Prepare the crust first: into a food processor, add the flour, sugar, salt and butter. Pulse mixture until butter is broken down into small crumbs. Slowly add the water and pulse until dough comes together into a ball. Turn dough out onto a floured work surface and knead just until dough is smooth. Cover dough with plastic wrap and refrigerate for 1 hour.
Meanwhile, prepare the fillings. Place softened cream cheese into mixer bowl and whisk on high speed for several minutes until light and fluffy. Add the lemon juice, lemon zest and confectioner's sugar; whisk until smooth.
In a small bowl, toss together the blackberries with 1/2 cup sugar and 2 tablespoons cornstarch; set aside.
Roll out chilled dough on floured work surface into a large circle, large enough to have 2-3 inches of hang over. If using a spring form pan, line it with parchment paper; or use a regular pie dish. Transfer dough into pan and leave extra dough around edges.
Fill pie with cream cheese mixture, followed by blackberries.
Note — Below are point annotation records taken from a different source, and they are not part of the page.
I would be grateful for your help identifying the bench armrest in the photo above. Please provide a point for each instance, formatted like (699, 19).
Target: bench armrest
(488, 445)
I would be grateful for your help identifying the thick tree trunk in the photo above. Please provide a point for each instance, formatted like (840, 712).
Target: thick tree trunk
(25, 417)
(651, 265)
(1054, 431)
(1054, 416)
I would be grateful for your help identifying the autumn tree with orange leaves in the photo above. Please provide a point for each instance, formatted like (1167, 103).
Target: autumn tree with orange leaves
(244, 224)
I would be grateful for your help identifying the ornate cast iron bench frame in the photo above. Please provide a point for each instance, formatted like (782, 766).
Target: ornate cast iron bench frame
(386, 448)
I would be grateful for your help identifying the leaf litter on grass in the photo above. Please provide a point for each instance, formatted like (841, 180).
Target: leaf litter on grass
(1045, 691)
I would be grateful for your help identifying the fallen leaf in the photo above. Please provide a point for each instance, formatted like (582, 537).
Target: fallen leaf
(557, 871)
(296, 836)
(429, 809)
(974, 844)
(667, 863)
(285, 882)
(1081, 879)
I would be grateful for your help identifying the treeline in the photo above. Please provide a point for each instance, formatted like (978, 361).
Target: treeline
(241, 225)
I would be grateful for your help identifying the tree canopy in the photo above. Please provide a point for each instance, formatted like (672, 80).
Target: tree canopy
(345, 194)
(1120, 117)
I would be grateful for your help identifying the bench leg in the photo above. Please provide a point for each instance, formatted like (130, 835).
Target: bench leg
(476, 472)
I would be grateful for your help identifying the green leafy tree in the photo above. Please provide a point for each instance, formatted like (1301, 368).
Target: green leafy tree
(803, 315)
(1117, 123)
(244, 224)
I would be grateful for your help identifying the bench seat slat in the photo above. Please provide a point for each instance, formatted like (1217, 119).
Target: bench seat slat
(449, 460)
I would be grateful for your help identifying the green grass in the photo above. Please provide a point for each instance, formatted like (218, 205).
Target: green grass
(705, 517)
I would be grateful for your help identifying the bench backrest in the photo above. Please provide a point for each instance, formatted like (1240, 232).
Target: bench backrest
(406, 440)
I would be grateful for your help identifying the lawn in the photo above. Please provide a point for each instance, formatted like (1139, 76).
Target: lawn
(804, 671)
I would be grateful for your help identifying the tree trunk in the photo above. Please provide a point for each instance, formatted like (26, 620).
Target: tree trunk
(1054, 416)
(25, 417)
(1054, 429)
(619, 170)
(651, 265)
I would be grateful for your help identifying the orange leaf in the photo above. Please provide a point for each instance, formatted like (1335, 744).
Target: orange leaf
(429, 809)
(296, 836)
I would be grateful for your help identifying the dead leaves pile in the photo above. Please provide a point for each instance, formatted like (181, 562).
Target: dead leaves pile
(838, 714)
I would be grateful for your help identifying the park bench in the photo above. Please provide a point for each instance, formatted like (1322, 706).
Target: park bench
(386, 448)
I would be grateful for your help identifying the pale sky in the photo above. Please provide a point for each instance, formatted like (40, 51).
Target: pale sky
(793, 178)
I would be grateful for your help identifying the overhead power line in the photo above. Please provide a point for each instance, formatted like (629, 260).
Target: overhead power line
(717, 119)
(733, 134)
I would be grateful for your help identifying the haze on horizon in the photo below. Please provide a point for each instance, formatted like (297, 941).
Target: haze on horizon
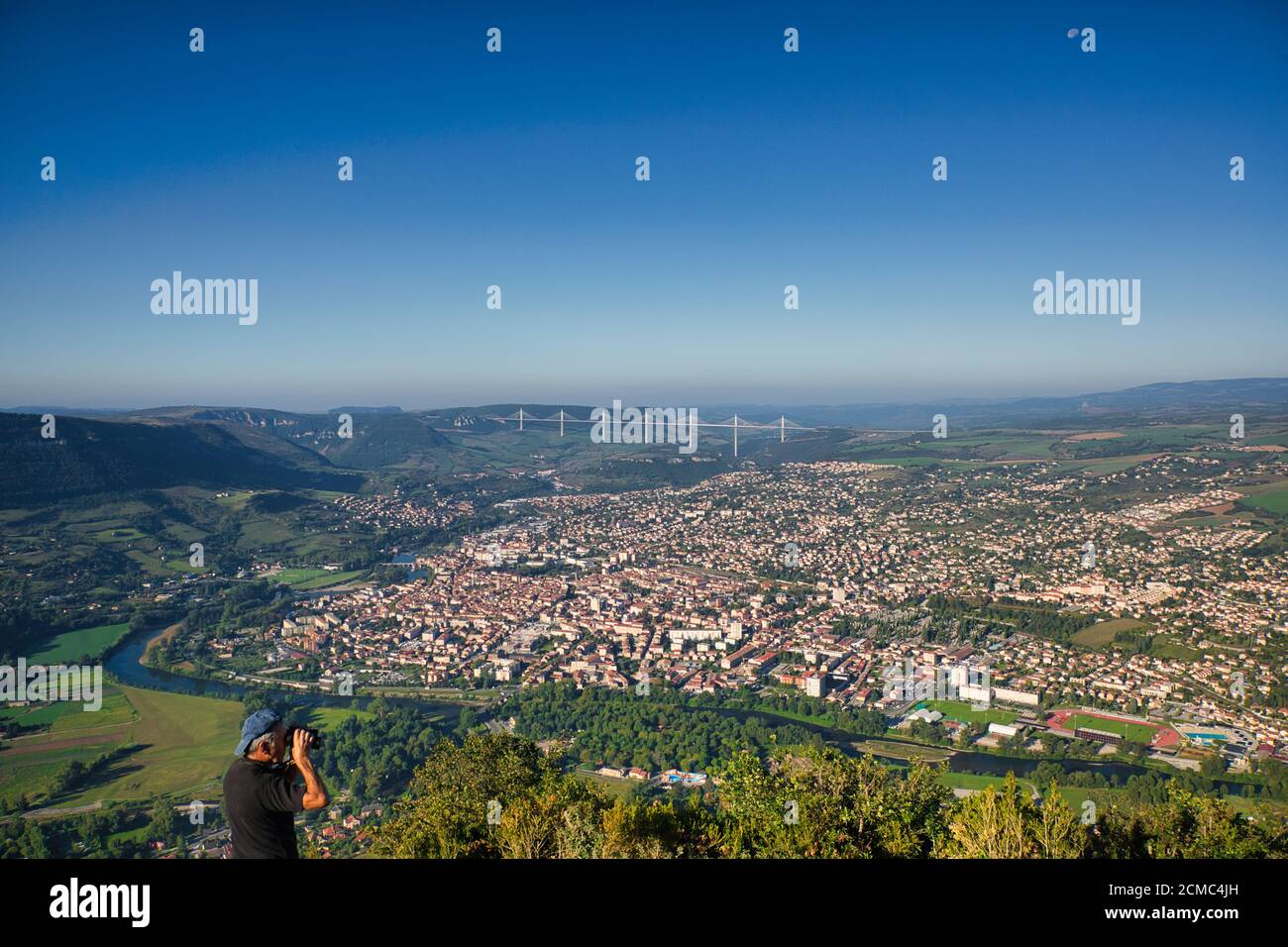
(516, 169)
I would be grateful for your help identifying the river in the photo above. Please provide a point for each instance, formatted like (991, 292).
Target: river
(125, 665)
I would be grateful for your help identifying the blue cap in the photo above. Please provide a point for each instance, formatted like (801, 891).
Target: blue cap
(257, 725)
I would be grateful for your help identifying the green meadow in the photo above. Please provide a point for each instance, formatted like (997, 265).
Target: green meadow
(71, 646)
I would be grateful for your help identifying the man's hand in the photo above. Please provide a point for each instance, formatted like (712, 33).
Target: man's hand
(314, 792)
(300, 745)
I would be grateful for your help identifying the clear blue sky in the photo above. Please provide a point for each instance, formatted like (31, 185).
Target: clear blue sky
(518, 169)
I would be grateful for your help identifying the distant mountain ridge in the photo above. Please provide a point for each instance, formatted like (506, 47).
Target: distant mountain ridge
(90, 457)
(1162, 398)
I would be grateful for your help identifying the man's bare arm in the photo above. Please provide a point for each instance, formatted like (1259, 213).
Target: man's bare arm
(314, 792)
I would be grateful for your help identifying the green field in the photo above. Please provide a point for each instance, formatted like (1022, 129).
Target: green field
(1133, 732)
(183, 746)
(1271, 501)
(88, 641)
(964, 712)
(1103, 633)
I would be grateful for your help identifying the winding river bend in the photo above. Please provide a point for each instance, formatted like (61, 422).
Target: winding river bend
(125, 664)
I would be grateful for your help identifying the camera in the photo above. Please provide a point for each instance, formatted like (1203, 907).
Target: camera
(314, 736)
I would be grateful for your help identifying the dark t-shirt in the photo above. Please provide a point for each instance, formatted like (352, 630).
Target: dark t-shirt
(261, 804)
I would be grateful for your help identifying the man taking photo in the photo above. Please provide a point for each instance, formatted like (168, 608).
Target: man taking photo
(261, 796)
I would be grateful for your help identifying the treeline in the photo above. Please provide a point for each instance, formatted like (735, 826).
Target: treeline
(1006, 616)
(373, 754)
(76, 774)
(497, 796)
(653, 732)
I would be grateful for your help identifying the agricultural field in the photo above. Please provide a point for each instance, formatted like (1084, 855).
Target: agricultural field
(181, 746)
(1271, 500)
(1103, 633)
(69, 646)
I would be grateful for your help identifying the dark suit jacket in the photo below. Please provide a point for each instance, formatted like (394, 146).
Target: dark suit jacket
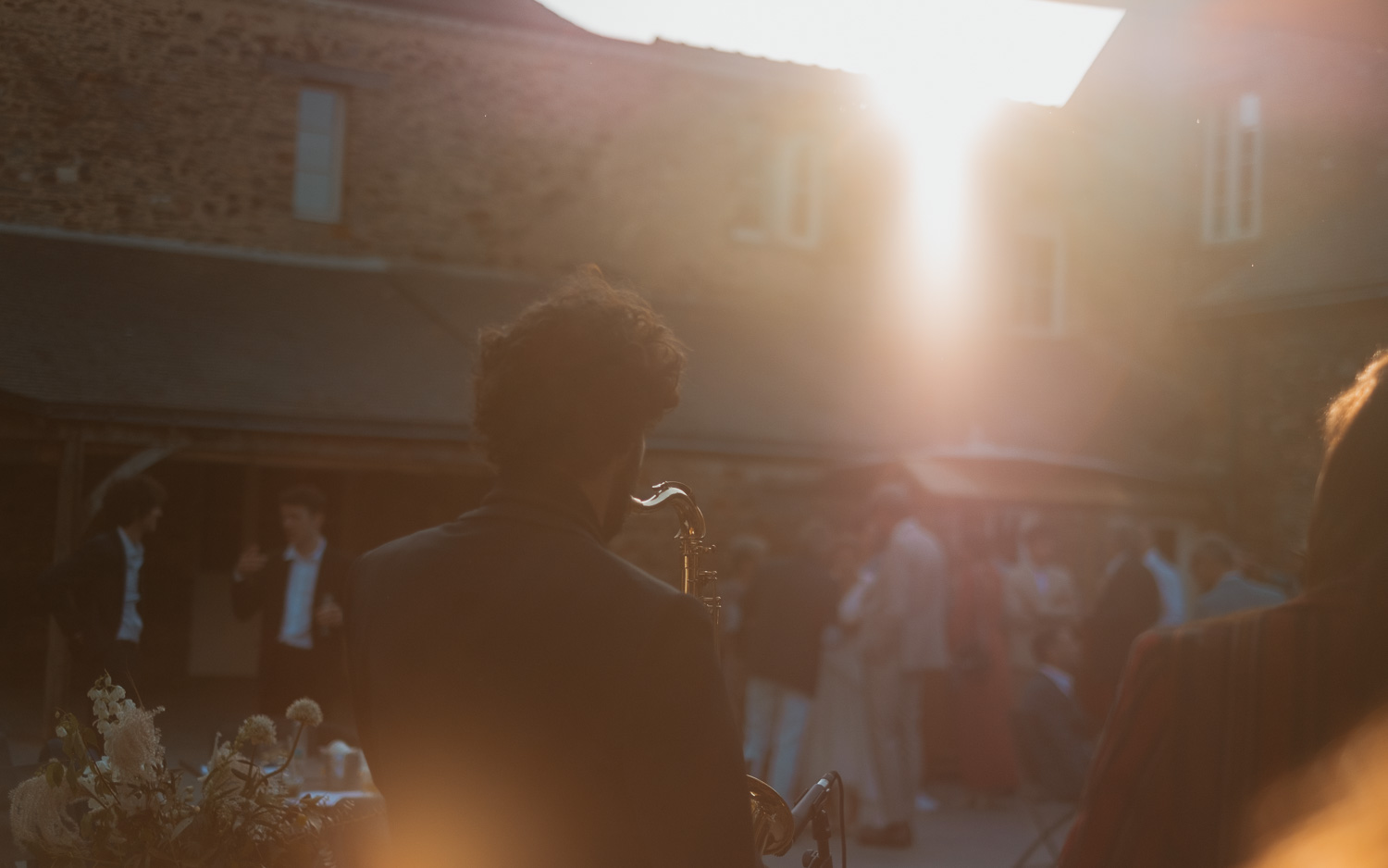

Fold dough over the edges to create a rough edge. Brush the top of the crust with beaten egg and sprinkle with sugar crystals.
Bake in oven preheated to 350F until edges are golden brown; mine was in the oven for 1 1/2 hours. Remove pie from oven and let it cool at room temperature for 3-4 hours, then refrigerate if not serving. Serve with vanilla ice cream or whipped cream.